The 2012 Oscar-winning film “Life of Pi” is based on Yann Martel’s bestselling novel of the same name. Both the movie’s director, Ang Lee, and the screenwriter, David Magee, had fallen in love with the 2001 book. But, initially, they felt it would be impossible to translate it into a movie since so much of the novel’s energy comes from the Canadian author’s portrayal of the expansive inner life of Pi, the story’s young hero.
While they could not reproduce on the big screen Martel’s chronicling of the intimate details of Pi’s deepest thoughts, feelings and yearnings, they managed, after years of creative collaboration, to offer at least some suggestion of Pi’s interiority through cinematic techniques of breathtaking and, at times, terrifying beauty – overpowering, I am told, in the film’s 3-D format.
A key scene in “Life of Pi” occurs in the first few minutes of the movie. Pi Patel, a 12-year-old boy, lives in Pondicherry, a city on the Bay of Bengal in French-occupied India. Pi senses that he has a special gift for entering into friendships with the animals living in his parents’ small zoo. In particular, he has a unique relationship with the zoo’s male Royal Bengal tiger – named Richard Parker owing to a comedy of errors.
We see the young Pi, clutching a piece of fresh meat in his small right hand, thrusting his skinny arm between the bars of the tiger’s cage, waiting for the arrival of Richard Parker.
Within moments, the 450-pound cat is slowly treading, huge paw after huge paw, toward the boy’s outstretched arm.
Pi reads in the tiger’s eyes a human-like understanding as the animal continues to close the physical gap between them. The audience senses a bloody consequence of the boy’s naiveté.
Just before disaster strikes, Pi’s father rushes to his son and yanks him away from the tiger’s maw. The father screams at his son, shouting, “You think the tiger is your friend. He is an animal, not a playmate!”
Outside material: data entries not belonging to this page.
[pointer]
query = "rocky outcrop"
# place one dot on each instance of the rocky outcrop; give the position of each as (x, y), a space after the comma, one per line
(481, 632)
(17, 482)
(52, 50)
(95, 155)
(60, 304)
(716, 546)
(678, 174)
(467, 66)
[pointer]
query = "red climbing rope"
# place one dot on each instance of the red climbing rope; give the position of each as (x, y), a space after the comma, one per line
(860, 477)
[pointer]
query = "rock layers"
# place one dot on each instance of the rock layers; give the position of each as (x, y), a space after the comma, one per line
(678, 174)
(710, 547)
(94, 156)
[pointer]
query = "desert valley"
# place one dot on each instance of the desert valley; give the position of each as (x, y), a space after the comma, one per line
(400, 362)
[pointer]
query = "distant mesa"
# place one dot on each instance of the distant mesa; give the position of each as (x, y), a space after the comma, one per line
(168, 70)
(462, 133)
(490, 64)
“Animals don’t think like we do; people who forget that get themselves killed. That tiger is not your friend. When you look into his eyes, you are seeing your own emotions reflected back at you – nothing else.”
With that, Pi’s father proceeds to teach him a most painful lesson, ordering a zoo worker to fetch a young goat – cute as can be – and chain it to the bars inside the tiger’s cage Never anything other than a wild, carnivorous beast, Richard Parker jumps on the goat, tears it to pieces, and eats it right in front of Pi’s crying eyes.
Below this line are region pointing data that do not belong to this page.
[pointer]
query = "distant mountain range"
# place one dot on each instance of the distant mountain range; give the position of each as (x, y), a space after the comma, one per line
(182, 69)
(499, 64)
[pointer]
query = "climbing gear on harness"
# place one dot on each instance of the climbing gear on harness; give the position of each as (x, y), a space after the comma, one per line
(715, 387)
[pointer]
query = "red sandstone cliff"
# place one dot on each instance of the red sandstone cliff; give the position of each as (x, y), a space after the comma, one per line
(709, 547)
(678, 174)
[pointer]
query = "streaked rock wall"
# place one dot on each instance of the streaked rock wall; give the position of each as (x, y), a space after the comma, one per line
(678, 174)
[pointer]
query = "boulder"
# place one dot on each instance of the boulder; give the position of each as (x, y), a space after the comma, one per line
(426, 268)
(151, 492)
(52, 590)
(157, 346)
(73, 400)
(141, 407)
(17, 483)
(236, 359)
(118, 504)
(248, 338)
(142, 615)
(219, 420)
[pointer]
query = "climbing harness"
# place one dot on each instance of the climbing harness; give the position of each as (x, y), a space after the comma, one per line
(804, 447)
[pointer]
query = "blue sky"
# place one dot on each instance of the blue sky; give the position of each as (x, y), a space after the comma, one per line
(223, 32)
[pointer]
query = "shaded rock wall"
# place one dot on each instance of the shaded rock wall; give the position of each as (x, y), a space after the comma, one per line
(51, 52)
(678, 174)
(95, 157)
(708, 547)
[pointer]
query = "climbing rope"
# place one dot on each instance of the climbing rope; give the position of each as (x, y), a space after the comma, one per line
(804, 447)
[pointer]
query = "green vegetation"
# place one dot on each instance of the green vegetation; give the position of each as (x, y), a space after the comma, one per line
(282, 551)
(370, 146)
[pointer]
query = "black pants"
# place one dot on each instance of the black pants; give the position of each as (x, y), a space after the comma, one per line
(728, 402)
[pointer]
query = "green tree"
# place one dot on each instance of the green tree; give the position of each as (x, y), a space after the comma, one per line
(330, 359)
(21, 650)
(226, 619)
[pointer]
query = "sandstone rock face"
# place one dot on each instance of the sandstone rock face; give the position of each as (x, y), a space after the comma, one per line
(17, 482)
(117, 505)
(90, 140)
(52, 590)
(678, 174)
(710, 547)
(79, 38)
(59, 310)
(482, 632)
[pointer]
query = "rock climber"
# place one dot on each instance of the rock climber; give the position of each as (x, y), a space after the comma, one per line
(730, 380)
“That tiger is not your friend.”
My initial reaction to this scene was that Pi’s father is acting in an unnecessarily cruel manner. After all, his son is only 12 years old; why subject him to such brutal reality at his tender age?
However, as the narrative unfolded, I came to see that Pi’s father was being “cruel, only to be kind” – to borrow a phrase that entered the English language about 400 years ago when Hamlet tried to explain himself to his mother, Gertrude.
“Life of Pi,” in both its written and cinematic forms, works on many levels as it grapples with an abundance of interconnected themes. It seems to me that one of the most significant of these themes is the role of parenting.
Throughout most of the story, Pi is a 16-year-old, orphaned as a result of a catastrophic shipwreck that leaves him stuck in the Pacific for 227 days on a small lifeboat along with Richard Parker. During this time, his mother and father seem to remain with him as living presences.
Pi’s mother’s undying love inspires him to “keep on keepin’ on” against all odds, and his father’s cruel-to-be-kind lesson has stayed with him, giving him the wisdom and the know-how to keep the tiger at bay.
The question of when to be “cruel, only to be kind” challenges our parenting instincts. Sometimes our “cruelty” is a mere pinprick, but there are times when we parents must risk being as cruel to our children as Pi’s father was to his son when he ordered the goat chained to the bars in the tiger’s cage. It is then that we walk on the razor’s edge – uncertain as to whether a kinder future will outweigh the pain and trauma of the here and now.
Do we tell our daughter that she lacks the skills and temperament to pursue the career of her dreams? Do we suggest to our son that the woman he thinks he loves is profoundly flawed? Do we dare to remain silent? Do we dare to speak? And what if we are wrong? What if our well-intentioned cruelty is unredeemed by a compensating kindness?
Four years elapsed before Pi’s father’s cruelty turned out to be kind. When we parents choose to be cruel to our children in order to be kind, we are gambling with our future and the future of our children. But sometimes it is a gamble we are duty-bound to take.